REXML, each_element and XPath


#1

Hi!

while playing with REXML I try to use each_element with an x-path
expression involving an attribute (doc/element/@attribute) but can’t
get it to work this way (it works perfectly fine with both XPath.each
and each_element applied on doc/element without @attribute).

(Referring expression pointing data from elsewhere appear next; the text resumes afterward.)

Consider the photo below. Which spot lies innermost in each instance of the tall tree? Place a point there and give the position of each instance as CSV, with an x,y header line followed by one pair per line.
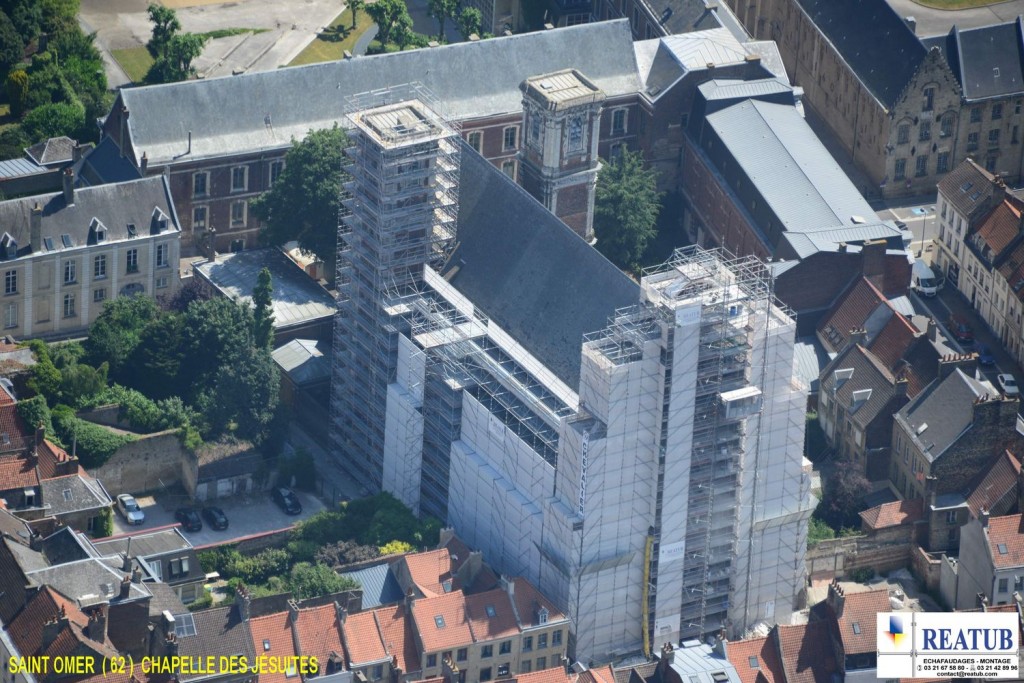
x,y
354,6
386,13
263,314
165,26
469,22
303,204
442,10
626,209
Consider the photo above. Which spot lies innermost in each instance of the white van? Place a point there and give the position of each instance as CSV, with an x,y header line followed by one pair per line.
x,y
925,281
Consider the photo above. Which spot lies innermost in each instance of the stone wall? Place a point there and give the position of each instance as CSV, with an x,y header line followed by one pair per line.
x,y
151,462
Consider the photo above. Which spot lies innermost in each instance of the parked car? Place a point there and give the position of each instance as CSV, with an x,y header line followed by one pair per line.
x,y
129,509
1009,385
961,330
216,518
287,501
188,518
985,356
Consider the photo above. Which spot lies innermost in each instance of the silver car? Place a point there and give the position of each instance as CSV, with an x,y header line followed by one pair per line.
x,y
129,509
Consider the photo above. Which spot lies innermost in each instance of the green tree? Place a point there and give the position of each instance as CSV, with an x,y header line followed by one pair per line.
x,y
116,333
53,120
310,581
626,209
11,46
165,27
354,6
17,91
442,10
263,313
303,204
386,13
470,22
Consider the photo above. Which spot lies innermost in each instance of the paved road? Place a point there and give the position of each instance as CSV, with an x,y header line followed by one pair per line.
x,y
938,22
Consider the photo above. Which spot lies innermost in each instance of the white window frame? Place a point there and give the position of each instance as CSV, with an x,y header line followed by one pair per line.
x,y
245,178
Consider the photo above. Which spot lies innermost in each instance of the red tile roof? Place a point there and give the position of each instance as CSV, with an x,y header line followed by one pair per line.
x,y
756,659
272,638
998,481
1001,225
317,633
806,652
16,471
893,514
429,570
480,607
1008,532
442,622
850,312
856,622
396,630
364,639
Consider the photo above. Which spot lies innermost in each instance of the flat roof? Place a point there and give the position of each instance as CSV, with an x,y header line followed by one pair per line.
x,y
297,298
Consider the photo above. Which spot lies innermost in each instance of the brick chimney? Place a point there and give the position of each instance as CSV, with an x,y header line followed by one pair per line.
x,y
36,228
872,262
96,628
69,186
966,361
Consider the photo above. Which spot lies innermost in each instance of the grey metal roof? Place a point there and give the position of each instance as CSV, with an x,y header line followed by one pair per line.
x,y
528,271
990,59
14,168
139,203
793,170
267,110
878,44
87,580
144,544
940,414
379,586
73,494
302,361
297,297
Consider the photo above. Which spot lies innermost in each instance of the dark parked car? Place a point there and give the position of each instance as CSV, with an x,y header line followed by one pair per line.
x,y
188,518
287,501
985,356
216,518
961,330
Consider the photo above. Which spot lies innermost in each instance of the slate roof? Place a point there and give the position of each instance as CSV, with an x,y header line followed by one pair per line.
x,y
894,514
997,482
73,493
1007,531
115,206
53,151
272,637
297,298
379,585
513,253
756,660
970,188
876,41
989,60
792,169
945,412
807,652
302,361
218,632
473,79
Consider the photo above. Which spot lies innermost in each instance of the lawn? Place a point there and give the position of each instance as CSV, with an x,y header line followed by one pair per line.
x,y
332,43
134,60
957,4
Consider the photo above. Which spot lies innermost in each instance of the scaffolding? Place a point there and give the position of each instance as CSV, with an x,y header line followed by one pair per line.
x,y
399,210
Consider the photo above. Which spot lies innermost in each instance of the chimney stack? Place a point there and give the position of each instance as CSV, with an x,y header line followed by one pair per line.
x,y
69,186
36,228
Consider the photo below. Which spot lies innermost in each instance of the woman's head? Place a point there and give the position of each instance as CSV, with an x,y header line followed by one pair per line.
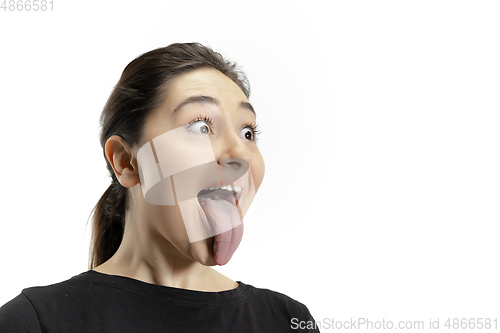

here’s my test suite to illustrate this, is there some obvious mistake
that I cannot see ? I’ve read in older posts that each_element did not
recurse, would it be the explanation ?

any insight most welcome!

kind regards

Thibaut

============

require “test/unit”
require “rexml/document”
include REXML

class XmlTests < Test::Unit::TestCase

fail

def test_each_element_with_attribute
count = 0
@doc.each_element(“doc/element/@attribute”) { |n| count = count+1 }
assert_equal 1,count
end

pass

def test_each_element_without_attribute
count = 0
@doc.each_element(“doc/element”) { |n| count = count+1 }
assert_equal 1,count
end

pass

def test_xpath
count = 0
XPath.each(@doc,“doc/element/@attribute”) { |n| count = count+1 }
assert_equal 1,count
end

def setup
@doc = Document.new(<<EOF



EOF
)
end

end


#2

It seems that when xpathing with an attribute @doc.each_element
returns an array containting the attributes:

irb(main):009:0> @doc = REXML::Document.new(<<EOF
irb(main):010:1" </
doc>
irb(main):011:1" EOF
irb(main):012:1> )
irb(main):016:0> @doc.each_element(“doc/element/@attribute”)
=> [attribute=‘value’, attribute=‘value’]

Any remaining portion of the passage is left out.